The polls are now open and will proceed with the vote. Stockholders who have voted by mail, proxy, telephone, or internet do not need to vote again unless they wish to change their vote. If you have not already voted or wish to change your vote, you may do so by clicking the proxy voting site link on the left side of your screen. After all ballots have been properly submitted, they will be collected and delivered to the Inspector of Election. When you have completed your online ballot, please submit it through the Equiniti system so that the Inspector of Election can receive it. I'll now pause. Equiniti, please confirm that everyone had an opportunity to cast his or her ballot.
All those wishing to vote have had the opportunity to cast their ballot.
The polls are now closed. I have been advised that the Inspector of Election has completed the preliminary vote count. The Inspector of Election has informed me of the following. Each nominee for the director has received a majority of votes cast for. The proposal to ratify the election of KPMG as the company's independent registered public accounting firm has received the affirmative vote with a majority of the votes cast for. The advisory resolution to approve the company's executive compensation for the fiscal year ended December 31 has received the affirmative vote with a majority of the votes cast for. The proposal to approve the Third Amended and Restated Incentive Award Plan has received the affirmative vote of a majority of the votes cast. Based on these results, I hereby declare: 1) Each director nominee has been duly elected. 2) The selection of KPMG has been ratified.

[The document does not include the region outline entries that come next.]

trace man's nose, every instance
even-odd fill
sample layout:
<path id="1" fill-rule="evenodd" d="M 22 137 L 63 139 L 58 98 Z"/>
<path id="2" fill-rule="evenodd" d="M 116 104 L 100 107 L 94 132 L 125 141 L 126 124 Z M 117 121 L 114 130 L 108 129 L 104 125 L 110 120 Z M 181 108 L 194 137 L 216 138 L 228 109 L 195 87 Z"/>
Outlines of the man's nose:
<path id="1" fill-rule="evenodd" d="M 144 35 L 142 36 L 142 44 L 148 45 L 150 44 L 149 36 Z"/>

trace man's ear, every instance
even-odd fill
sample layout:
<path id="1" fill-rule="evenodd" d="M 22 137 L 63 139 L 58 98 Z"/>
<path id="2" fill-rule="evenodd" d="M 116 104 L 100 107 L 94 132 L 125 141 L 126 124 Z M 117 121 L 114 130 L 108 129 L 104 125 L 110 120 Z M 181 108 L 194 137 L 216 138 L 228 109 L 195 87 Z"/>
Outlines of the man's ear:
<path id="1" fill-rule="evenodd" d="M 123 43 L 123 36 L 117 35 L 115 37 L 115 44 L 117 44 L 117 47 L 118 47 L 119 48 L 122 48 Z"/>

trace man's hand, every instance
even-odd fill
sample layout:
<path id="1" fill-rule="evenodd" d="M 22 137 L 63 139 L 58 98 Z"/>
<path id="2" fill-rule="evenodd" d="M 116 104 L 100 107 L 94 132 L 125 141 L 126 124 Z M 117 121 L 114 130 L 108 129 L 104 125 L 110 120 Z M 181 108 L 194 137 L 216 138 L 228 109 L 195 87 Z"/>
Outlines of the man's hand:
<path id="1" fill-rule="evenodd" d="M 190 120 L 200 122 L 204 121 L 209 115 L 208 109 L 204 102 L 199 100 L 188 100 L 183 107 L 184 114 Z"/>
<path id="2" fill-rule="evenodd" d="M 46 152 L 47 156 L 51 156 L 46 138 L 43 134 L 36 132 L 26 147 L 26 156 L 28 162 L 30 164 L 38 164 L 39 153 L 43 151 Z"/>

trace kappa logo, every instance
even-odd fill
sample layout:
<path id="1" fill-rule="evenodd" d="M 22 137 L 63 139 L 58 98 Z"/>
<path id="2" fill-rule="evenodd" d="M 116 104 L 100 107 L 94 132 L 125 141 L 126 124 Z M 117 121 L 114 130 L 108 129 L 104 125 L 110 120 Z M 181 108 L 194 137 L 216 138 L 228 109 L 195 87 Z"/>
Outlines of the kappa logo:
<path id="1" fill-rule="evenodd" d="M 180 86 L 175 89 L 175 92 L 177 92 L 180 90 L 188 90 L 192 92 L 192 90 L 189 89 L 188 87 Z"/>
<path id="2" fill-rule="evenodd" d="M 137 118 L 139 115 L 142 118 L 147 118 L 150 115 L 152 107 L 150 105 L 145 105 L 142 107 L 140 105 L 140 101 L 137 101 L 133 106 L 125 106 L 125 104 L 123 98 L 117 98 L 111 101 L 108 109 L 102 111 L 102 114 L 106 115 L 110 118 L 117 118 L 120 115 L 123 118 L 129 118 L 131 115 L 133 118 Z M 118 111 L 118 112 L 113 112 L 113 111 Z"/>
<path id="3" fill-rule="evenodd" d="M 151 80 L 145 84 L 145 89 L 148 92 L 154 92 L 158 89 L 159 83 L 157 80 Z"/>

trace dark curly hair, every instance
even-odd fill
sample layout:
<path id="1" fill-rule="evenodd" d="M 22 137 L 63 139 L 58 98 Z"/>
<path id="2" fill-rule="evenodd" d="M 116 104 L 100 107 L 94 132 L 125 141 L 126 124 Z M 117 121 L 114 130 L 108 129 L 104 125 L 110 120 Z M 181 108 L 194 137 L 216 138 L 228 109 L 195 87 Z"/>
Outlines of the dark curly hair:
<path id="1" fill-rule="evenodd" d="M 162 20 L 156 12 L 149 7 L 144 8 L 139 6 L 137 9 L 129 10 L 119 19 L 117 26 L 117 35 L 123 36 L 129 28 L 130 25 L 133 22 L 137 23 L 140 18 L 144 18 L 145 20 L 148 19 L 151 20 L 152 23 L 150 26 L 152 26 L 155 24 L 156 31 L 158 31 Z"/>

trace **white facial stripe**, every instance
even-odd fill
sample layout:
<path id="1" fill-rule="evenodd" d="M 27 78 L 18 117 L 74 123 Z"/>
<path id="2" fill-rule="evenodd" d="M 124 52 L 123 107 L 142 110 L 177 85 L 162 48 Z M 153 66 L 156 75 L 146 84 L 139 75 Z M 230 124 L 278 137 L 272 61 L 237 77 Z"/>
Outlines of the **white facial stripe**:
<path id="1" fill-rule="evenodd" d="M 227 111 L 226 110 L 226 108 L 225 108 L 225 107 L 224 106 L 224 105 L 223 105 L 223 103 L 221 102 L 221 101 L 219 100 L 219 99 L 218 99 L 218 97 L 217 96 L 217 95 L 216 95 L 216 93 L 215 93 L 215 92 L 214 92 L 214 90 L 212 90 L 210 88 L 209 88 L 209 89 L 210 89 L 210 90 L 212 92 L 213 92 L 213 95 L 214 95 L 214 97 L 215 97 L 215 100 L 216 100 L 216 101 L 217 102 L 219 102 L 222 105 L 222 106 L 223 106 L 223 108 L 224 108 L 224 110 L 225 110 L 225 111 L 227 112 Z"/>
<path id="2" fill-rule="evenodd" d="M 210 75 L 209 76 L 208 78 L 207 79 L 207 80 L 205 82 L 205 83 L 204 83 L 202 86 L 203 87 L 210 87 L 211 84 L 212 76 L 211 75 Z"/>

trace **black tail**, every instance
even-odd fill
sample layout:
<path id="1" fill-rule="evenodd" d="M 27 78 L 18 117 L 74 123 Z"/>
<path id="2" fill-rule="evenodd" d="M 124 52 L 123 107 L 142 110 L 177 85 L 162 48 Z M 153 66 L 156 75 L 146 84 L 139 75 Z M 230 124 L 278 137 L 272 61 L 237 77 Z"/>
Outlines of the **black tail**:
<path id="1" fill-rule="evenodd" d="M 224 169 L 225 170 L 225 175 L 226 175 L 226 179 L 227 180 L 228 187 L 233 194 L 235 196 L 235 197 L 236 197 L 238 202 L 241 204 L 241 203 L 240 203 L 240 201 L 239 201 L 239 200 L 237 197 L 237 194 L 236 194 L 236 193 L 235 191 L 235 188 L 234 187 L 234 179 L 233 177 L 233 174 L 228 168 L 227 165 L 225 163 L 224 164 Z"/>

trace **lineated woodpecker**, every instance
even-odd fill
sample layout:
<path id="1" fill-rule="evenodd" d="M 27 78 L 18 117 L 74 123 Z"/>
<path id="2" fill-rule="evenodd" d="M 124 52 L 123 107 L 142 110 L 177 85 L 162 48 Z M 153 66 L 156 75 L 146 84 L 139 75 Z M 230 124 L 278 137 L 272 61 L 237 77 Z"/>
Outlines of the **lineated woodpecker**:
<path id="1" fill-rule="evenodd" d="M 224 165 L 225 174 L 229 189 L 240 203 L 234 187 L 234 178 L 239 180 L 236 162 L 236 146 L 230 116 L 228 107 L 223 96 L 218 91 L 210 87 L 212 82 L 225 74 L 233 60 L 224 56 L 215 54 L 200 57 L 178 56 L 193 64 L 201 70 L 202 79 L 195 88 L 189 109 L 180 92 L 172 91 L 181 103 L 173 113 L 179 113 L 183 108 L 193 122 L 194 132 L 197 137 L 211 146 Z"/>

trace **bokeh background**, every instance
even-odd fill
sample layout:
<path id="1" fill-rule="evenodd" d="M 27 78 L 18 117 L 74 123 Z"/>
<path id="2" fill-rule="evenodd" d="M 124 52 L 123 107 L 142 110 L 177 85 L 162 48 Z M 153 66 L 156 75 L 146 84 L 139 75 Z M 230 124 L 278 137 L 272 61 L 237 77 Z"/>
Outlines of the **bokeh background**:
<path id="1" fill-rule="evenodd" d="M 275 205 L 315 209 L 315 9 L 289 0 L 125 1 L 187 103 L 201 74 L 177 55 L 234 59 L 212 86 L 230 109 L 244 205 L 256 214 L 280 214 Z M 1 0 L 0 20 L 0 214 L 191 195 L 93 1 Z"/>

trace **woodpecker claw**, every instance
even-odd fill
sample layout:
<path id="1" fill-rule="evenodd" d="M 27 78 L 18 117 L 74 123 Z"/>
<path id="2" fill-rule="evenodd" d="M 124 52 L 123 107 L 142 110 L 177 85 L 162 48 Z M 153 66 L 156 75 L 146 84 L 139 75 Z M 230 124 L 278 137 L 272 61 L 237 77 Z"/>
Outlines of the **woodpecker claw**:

3) The compensation of the company's named executive officers for fiscal year 2023 has been approved by the stockholders on an advisory basis. 4) The Third Amended and Restated Incentive Award Plan is adopted and now effective. This concludes the formal portion of the 2024 Annual Meeting, which is now adjourned. We will now turn to any questions that have been properly submitted in accordance with the Proxy Statement. The board and meeting secretary, David Lanzer, will identify any such questions.
I have reviewed the virtual meeting site for stockholder questions, and no questions have been submitted.
Thank you, David. That concludes the question-and-answer session, and I want to thank everyone, all of you, for attending today's meeting and for your kind interest in Rexford Industrial Realty. Thank you.